Exploring Electronic Access at W&L
August 1995
What tools do we have at our fingertips? What do people actually do with them? What's ahead? How can you catch up/stay ahead? We'll look at Liberty and the World Wide Web (WWW)
Common terms:
- Liberty (now several linked computers at W&L which provide
Internet connections and services)
- UNIX (the operating system used by Liberty; the $ is a UNIX
command prompt) [basics]
- Campus Information System [CIS] (W&L's WWW Home Page, our
interface to the WWW)
- Home Page (a personal or institutional starting place on the WWW)

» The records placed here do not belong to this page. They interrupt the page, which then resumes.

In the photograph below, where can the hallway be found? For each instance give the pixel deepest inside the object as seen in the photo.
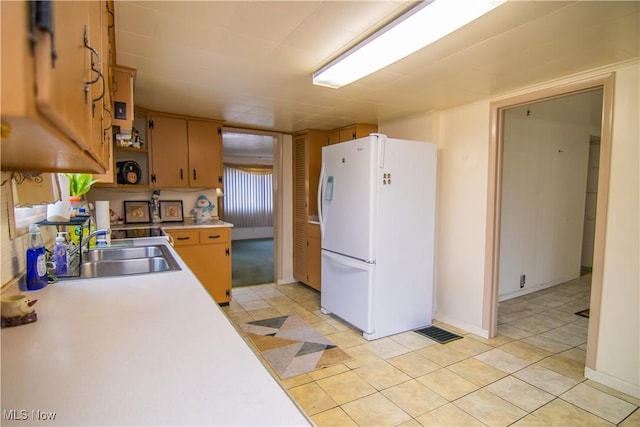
(530, 374)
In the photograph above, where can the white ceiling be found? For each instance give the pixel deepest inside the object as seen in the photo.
(250, 63)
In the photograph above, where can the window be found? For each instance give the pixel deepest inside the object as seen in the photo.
(248, 195)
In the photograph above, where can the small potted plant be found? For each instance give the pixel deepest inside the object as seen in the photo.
(79, 185)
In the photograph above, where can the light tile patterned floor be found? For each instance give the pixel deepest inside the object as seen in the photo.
(530, 374)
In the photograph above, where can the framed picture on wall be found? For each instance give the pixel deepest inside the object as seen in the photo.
(136, 211)
(171, 211)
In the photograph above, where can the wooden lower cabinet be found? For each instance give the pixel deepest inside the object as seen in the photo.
(313, 256)
(207, 252)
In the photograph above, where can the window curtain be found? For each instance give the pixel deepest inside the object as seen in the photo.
(248, 195)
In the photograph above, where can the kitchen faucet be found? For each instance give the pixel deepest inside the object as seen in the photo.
(102, 231)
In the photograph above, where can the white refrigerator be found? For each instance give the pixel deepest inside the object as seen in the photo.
(376, 203)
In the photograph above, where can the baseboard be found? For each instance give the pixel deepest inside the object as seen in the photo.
(286, 281)
(613, 382)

- lynx (a text-only browser for the WWW --what you see when you
choose CIS in Liberty)
- Mosaic and Netscape (graphic browsers for the WWW, using
Windows or Macintosh)
- URL (Universal Resource Locator --a way to specify the path to a
resource via the WWW)
- hypertext (text with links to other texts, images, sounds, video,
etc.; basic metaphor of WWW)
- HTML [HyperText Markup Language] (the formatting commands for WWW
Pages)
- bookmark (a WWW or gopher link you retain: a to add, v to view
your lynx bookmark list)
- gopher (a hierarchical menu-based system for information access,
mostly
superseded by WWW) netlink (a W&L-based index of Internet resources)
- pine (the basic e-mail package used by all students and some
faculty)
- USENET (thousands of newsgroups to which one can subscribe and
read using tin) [basics]
- listserv (thousands of special-interest correspondence groups
which distribute postings by e-mail) [more]

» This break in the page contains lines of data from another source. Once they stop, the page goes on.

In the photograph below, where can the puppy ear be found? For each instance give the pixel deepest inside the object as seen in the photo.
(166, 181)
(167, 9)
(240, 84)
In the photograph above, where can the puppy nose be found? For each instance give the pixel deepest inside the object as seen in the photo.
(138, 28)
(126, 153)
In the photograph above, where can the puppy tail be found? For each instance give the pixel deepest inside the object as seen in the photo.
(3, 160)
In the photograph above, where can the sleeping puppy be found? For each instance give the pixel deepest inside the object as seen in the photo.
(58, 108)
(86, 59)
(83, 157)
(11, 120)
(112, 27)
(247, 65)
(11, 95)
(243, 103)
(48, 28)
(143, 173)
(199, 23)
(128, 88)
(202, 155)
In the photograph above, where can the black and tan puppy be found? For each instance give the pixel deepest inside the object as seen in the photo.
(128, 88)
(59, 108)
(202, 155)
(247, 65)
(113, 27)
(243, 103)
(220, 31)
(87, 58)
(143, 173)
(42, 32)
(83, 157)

- telnet (a realtime connection to a distant computer's resources,
such as an online catalog)
- ftp [file transfer protocol] (a means to transfer files between
computers)
Rock bottom basic instructions
- You need a Liberty account to explore these resources (but
Netscape is available in Robinson 25 Mac Lab without any login); all staff
are entitled to Liberty accounts on request.
- Help With
Electronic Access on the first menu of the CIS provides
detailed instructions for many of the possible tools and procedures (the
menu will change shortly, but Help with Access will always be an item).
- Explore. In the lynx (text-only) version of the CIS, Enter 'opens' a
highlighted link, left arrow returns to the highlight, up and down arrows move from link to link, and q quits.